Last week we lifted up the Ecumenical Statement on policy toward Israel and Palestine that was sent to members of Congress and the White House and we encouraged readers to take their own actions by also sending the statement to their representatives.
Today, we call readers' attention to the unfortunate absence of the Episcopal Church from signatories of the statement. EPF PIN regrets the missed opportunity to add our collective voice to the call for justice. We concur with Michelle Alexander in her recent NY Times editorial that it is "Time to Break the Silence on Palestine". Our own statement follows and we urge readers to share their concerns with church leaders as well as within their own congregations.
Having just passed another season to mark the nativity of our Lord, the members and supporters of the Palestine Israel Network of the Episcopal Peace Fellowship (EPF PIN) are especially mindful of our Church’s important actions recently at General Convention regarding Palestine/Israel, the land of Jesus’ life and ministry.

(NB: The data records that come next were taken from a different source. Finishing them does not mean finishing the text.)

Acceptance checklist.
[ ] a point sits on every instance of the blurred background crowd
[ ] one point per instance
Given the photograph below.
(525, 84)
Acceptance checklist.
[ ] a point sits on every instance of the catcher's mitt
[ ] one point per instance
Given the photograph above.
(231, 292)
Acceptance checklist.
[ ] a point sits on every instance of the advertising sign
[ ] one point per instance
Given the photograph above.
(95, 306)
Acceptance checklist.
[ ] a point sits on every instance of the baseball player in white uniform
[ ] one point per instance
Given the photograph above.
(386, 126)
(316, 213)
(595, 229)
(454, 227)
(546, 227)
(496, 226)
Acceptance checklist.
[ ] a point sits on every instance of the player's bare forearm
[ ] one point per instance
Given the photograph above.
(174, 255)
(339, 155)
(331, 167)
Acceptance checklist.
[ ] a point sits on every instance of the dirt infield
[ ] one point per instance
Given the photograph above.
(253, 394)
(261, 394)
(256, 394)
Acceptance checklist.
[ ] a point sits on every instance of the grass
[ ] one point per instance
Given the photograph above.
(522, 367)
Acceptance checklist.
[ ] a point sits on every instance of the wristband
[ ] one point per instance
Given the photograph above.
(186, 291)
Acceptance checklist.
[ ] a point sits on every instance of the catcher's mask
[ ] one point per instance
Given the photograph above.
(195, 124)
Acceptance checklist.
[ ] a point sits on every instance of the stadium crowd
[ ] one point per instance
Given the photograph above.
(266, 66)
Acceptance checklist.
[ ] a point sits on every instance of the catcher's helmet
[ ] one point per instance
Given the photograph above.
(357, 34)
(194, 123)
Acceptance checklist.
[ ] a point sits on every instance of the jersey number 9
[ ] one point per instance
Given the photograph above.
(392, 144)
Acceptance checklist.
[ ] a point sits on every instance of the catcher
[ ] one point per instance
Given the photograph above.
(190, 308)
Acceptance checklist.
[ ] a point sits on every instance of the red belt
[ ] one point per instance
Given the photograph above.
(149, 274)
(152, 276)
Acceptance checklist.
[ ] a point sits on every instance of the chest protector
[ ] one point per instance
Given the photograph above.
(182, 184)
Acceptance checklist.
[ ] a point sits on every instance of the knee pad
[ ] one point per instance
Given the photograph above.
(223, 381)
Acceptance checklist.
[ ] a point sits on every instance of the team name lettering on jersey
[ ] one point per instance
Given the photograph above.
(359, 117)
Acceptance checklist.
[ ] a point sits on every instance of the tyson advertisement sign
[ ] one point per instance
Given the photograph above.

So it was with surprise and distress the EPF PIN noted the absence of the Episcopal Church from the signatories to the November 14 “Ecumenical Statement on Current U.S. Policy and Israel/Palestine”. Considering the concern shown by bishops and deputies in passing six resolutions at the Convention, as well as the mounting tragedies for the Palestinian people and the ever-deteriorating prospects for a just peace in the region, we would have expected our Church to join our many ecumenical partners in supporting this important message.
The Episcopal Church is on record in support of the issues raised in the Statement: the status of Jerusalem, the continuing displacement of refugees, and the problematic presence and growth of Jewish-only settlements in the West Bank, so we are confused about our Church’s absence of support. The Statement also addressed US de-funding of humanitarian assistance programs for Palestinians. This withdrawal of financial support, which was addressed in one of the six resolutions passed at Convention, will further endanger millions of Palestinians.
As leaders of PIN, we are concerned about the Church’s failure to sign and support this important Statement, and we welcome the opportunity to better understand the decision. We have spent years of time cumulatively in the West Bank and Gaza. Some of us have lived there, most have visited many times over the course of decades, and we all have long standing personal relationships with both Palestinians and Israeli Jews. As a result, we are not naive about the situation; indeed, we believe our long engagement in and understanding of its many complexities is uniquely sophisticated.
Finally, we cannot fail to note with sadness and dismay the recent efforts to portray advocacy for Palestinian human rights as antisemitic, an egregious and cynical misrepresentation callously deployed in order to stifle honest debate. We hope that members of our Church, especially deputies and bishops, will not be misled by such specious rhetoric. We are reminded of the 1991 General Convention resolution D122 which notes “a distinction exists between the propriety of legitimate criticism of Israeli government policy and the impropriety of Anti-Jewish prejudice.”
"As leaders of PIN, we are concerned about the Church’s failure to sign and support this important Statement, and we welcome the opportunity to better understand the decision. We have spent years of time cumulatively in the West Bank and Gaza. Some of us have lived there, most have visited many times over the course of decades, and we all have long standing personal relationships with both Palestinians and Israeli Jews. As a result, we are not naive about the situation; indeed, we believe our long engagement in and understanding of its many complexities is uniquely sophisticated."
This speaks for me. Many thanks. I too was painfully aware of our Episcopal absence from the
signatures on the letter.
The Very Reverend William B. Lane
I agree completely with your statement concerning the treatment of Palestinian's by the Israeli government. It is simply land theft of property that historically was never a part of Judea. In any other context, this would be called apartheid.
Thank you for your article about the absence of the Episcopal Church on the Ecumenical Statement on Israel and Palestine. I am both embarrassed and deeply grieved that our church has not had the courage needed to stand boldly with the Palestinians in their seventy-year struggle for human rights. We have been timid Christians - allowing the Palestinians to be thrown under the bus in order to not seem to offend associates closer to home. As Michelle Alexander wrote: it is time for us to CALL it what it is, and STOP supporting apartheid when we see it.
Our Lord was more courageous. Are we called to do less?
Ruth McRee
Seattle
How do we respond to this? Is a petition to the Presiding Bishop in order? Useful? Effective?
EPF PIN is seeking clarification on why the Episcopal Church did not sign on. We would invite our members and other interested Episcopalians to review the report from General Convention on resolutions passed on Palestine and think of ways you can work to see that they are implemented.
Very disappointing news. Please provide us with an email or a way we can express to the Church leadership our solidarity with the oppressed people of Palestine. Our Church should not be siding with colonial settler apartheid state that is stealing land and water and building illegal settlements in Palestinian territory.